Effect of motor imagery on excitability of spinal neural function and its impact on the accuracy of movement-considering the point at which subjects subjectively determine the 50%MVC point

J Phys Ther Sci. 2016 Dec;28(12):3416-3420. doi: 10.1589/jpts.28.3416. Epub 2016 Dec 27.

Abstract

[Purpose] This study aimed to examine the effect of motor imagery on the accuracy of motion and the excitability of spinal neural function. [Subjects and Methods] Thirty healthy volunteers (males, 15; females, 15; mean age, 20.3 ± 1.0 years) were recruited. F-waves was recorded at rest, while holding a sensor, and while using motor imagery. Next, subjects learned 50% maximum voluntary contraction. The pinch force was measured without visual feedback before and after motor imagery.
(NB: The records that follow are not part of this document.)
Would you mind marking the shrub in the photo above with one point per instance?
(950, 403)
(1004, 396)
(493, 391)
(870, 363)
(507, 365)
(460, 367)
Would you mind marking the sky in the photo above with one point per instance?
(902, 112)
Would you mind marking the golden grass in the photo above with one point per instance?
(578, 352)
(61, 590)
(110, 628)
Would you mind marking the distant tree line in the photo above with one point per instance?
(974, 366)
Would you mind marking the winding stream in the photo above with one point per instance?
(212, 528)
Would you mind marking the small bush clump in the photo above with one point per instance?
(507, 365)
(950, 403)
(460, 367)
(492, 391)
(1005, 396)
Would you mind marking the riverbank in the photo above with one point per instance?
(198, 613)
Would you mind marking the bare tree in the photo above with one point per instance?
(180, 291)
F-waves were analyzed with respect to persistence and the F/M amplitude ratio. Correction time and coefficient of variation were calculated from the pinch force. [Results] Persistence and F/M amplitude ratio ware significantly higher in the holding sensor and motor imagery conditions than in the resting condition. In addition, persistence under motor imagery was significantly higher than that in the holding sensor condition. No significant differences were observed in relative values of correction time and coefficient of variation between the two pinch action conditions. The pinch force in task 2 approximated a more authentic 50%MVC than that in task 1. [Conclusion] Motor imagery increases the excitability of spinal neural function, suggesting that it also affects accurate control of muscle force.

Keywords: Accurate control of muscle force; F-waves; Motor imagery.